Furthermore, the concrete structure to which the present invention is applied is, of course, not limited to box culverts, and can be similarly applied to cabs and other structures.

[Effects of the Invention] Since the present invention has the above-described configuration, it provides a concrete structure using water-expandable rubber that can achieve both secondary water-stopping effect and secondary water-stopping effect at a high level. It is possible to provide a method for joining the body.
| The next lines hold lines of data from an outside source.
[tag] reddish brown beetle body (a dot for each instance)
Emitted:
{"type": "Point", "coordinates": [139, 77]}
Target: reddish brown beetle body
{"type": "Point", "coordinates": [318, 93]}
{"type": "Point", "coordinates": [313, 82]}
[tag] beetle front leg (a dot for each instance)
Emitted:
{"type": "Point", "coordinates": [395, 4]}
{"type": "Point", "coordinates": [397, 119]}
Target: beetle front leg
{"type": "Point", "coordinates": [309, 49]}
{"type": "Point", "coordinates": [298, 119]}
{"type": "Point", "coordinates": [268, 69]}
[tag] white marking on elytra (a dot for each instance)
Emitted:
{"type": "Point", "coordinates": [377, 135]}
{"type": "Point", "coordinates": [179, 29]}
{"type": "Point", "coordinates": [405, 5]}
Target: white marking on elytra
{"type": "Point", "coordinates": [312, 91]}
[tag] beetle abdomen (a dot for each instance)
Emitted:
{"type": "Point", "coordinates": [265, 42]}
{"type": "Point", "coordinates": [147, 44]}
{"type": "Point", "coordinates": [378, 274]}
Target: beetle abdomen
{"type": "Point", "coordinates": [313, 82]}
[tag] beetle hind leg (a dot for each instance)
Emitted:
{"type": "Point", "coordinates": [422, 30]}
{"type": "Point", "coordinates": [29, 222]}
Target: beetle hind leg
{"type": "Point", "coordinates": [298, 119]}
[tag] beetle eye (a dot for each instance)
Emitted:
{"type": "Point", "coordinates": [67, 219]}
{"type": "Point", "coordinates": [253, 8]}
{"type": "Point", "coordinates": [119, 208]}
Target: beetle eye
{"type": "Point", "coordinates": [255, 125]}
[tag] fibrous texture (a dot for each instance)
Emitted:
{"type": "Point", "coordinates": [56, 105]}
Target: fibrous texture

[Brief explanation of the drawing]

Figures 1 to 4 show an embodiment of the present invention, Figures 1, 2, and 3 are cross-sectional views showing the steps in sequence, and Figure 4 shows the deformation characteristics of the joint material. It is an explanatory diagram. FIGS. 5 and 6 are cross-sectional views showing other embodiments of the present invention. 1.2...Concrete structure (box culvert) 1a, 2a...Joint surface 3.13...Joint material 3 a s 13 a...Bubble 13b...Cavity Fig. 2 Fig. 3

Claims (1)

[Claims] When joining concrete structures that are placed in locations exposed to water, a spongy water-expandable rubber joint material with many internal bubbles is interposed between the joint surfaces of the concrete structures. . A method for joining concrete structures using water-expandable rubber, characterized in that the two concrete structures are tightened in a direction toward each other to consolidate the joint material.